Goûter avec A Dream of Spring (Un rêve de printemps)
Entretien avec Shih Han Tsao, réalisateur de A Dream of Spring (Un rêve de printemps)
Pourquoi vous êtes-vous intéressé à la situation de ces anciens combattants chinois coincés à Taïwan ?
J’ai grandi et effectué mon service militaire à Kaohsiung Zuoying. Zuoying est la plus grande base navale de Taïwan, il y a donc beaucoup d’anciens combattants qui y vivent. Pour des raisons politiques et historiques, de nombreux Taïwanais ont des préjugés à l’égard de ces vétérans. Mais ayant passé ma jeunesse à Zuoying, j’ai eu l’occasion de les fréquenter et d’en savoir plus sur leur compte. Beaucoup d’anciens combattants se sentent profondément seuls car ils ont dû quitter leur ville natale à l’adolescence et nombre d’entre eux n’ont jamais pu rentrer ni revoir leur famille. Ce qui est encore plus terrible, c’est qu’avec le temps, ces hommes qui ont participé à l’histoire de la Chine et de Taïwan sont en train de disparaître dans l’indifférence générale. En tant que cinéaste contemporain, je tenais à raconter une histoire contemporaine qui ne doit pas sombrer dans l’oubli.
Vous intéressez-vous à la solitude et avez-vous d’autres projets sur ce thème ?
Depuis tout petit, je suis quelqu’un qui a tendance à s’éloigner du groupe. Un proverbe bouddhiste dit qu’il faut d’abord apprendre à mourir avant d’apprendre quoi que ce soit sur la vie. Ce qui veut dire que les gens devraient savoir que la mort est partout, puis affronter les problèmes de la vie comme si la fin était en train d’arriver. Ce que je comprends, c’est que chacun doit résoudre ses propres problèmes. Nous sommes donc tous seuls. Je suis en train de préparer un court métrage, Le chat et les mouches, l’histoire d’un gardien portuaire et d’une femme handicapée mentale qui gagne sa vie grâce au sexe.
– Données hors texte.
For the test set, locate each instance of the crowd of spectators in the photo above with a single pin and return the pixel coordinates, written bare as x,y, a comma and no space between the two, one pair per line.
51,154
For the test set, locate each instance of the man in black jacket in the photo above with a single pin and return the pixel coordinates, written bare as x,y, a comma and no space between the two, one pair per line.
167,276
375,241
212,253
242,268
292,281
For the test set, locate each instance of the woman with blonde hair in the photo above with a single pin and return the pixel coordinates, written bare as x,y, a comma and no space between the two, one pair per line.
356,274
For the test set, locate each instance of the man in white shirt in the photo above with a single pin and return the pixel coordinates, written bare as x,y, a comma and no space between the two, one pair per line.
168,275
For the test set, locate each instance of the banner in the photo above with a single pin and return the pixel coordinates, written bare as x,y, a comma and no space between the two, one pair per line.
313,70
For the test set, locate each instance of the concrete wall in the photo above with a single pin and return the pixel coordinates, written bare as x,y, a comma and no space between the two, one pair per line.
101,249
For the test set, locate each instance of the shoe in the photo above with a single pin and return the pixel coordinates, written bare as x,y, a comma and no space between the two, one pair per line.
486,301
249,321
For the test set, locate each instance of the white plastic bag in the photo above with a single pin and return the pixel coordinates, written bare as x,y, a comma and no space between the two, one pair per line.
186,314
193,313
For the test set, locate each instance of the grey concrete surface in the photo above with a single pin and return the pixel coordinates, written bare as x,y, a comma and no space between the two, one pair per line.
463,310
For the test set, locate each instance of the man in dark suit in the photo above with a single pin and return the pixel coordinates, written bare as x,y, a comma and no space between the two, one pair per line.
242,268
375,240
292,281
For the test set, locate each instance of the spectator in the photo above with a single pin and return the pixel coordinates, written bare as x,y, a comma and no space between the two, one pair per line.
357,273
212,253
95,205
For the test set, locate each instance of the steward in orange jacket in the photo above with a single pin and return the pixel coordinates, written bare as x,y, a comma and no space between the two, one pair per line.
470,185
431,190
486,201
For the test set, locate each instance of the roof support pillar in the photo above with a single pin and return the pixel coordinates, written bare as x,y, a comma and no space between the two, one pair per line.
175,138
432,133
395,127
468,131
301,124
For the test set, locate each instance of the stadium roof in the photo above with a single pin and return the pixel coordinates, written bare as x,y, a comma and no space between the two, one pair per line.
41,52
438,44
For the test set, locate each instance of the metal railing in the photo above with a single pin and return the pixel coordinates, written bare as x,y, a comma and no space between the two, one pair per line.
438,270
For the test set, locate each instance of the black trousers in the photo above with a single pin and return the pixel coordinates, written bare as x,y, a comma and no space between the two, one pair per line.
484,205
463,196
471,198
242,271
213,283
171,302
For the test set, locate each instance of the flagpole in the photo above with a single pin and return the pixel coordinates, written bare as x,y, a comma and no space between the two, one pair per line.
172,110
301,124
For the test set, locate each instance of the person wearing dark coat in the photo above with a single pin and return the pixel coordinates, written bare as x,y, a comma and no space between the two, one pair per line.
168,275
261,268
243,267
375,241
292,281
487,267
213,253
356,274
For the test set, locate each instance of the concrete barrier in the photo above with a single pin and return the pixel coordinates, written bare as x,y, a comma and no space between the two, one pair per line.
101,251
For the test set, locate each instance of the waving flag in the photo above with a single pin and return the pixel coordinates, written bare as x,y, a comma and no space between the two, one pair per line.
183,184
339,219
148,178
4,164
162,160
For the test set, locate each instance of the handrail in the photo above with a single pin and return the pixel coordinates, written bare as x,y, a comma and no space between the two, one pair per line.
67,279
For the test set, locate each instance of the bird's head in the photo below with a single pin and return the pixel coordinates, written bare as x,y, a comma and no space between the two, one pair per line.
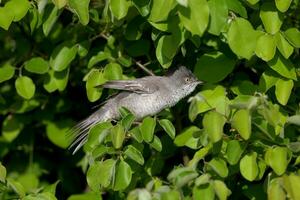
184,80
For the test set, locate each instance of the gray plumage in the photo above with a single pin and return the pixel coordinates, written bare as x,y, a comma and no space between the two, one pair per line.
143,97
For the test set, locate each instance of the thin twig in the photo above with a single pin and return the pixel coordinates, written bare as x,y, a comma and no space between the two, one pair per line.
144,68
C’est aussi une rencontre avec une âme seule.
Pourquoi votre personnage porte-t-il ainsi le deuil de son ancien camarade ?
Parce que cette personne était son compagnon d’armes, et que les gens restent proches quand ils ont vécu quelque chose en commun. Quand le protagoniste, Zhao, regarde la vie de son regretté compagnon, il la compare avec la sienne : il a fait la guerre civile, vécu loin de chez lui et il est mort en terre étrangère. C’est sans doute la fin qui l’attend lui aussi. Donc il porte le deuil de son camarade, mais c’est aussi sur son propre sort qu’il s’apitoie.
Quelle est la chanson que l’on entend sur le magnétophone ?
C’est une vieille chanson appelée « un rêve de printemps », très connue en 1950, elle illustre mon film. Elle parle de gens qui se retrouvent après une longue séparation, pour finalement se rendre compte que tout cela n’était qu’un rêve. J’ai repris cette chanson car elle fait écho à l’histoire de mon film, mais aussi parce qu’elle en contient les multiples métaphores.
Diriez-vous que le format court vous a donné une certaine liberté ?
À mon sens, les limites du court métrage sont différentes de celles du long métrage, donc je ne dirais pas que ce format prend naissance de façon plus libre. Mais comme le court métrage n’exige pas de récit vraiment complet, on peut y traiter un concept très bref mais très intéressant, voire juste un poème, donc je pense que le court métrage aide l’artiste à créer de la diversité.
A Dream of Spring a été projeté en compétition internationale.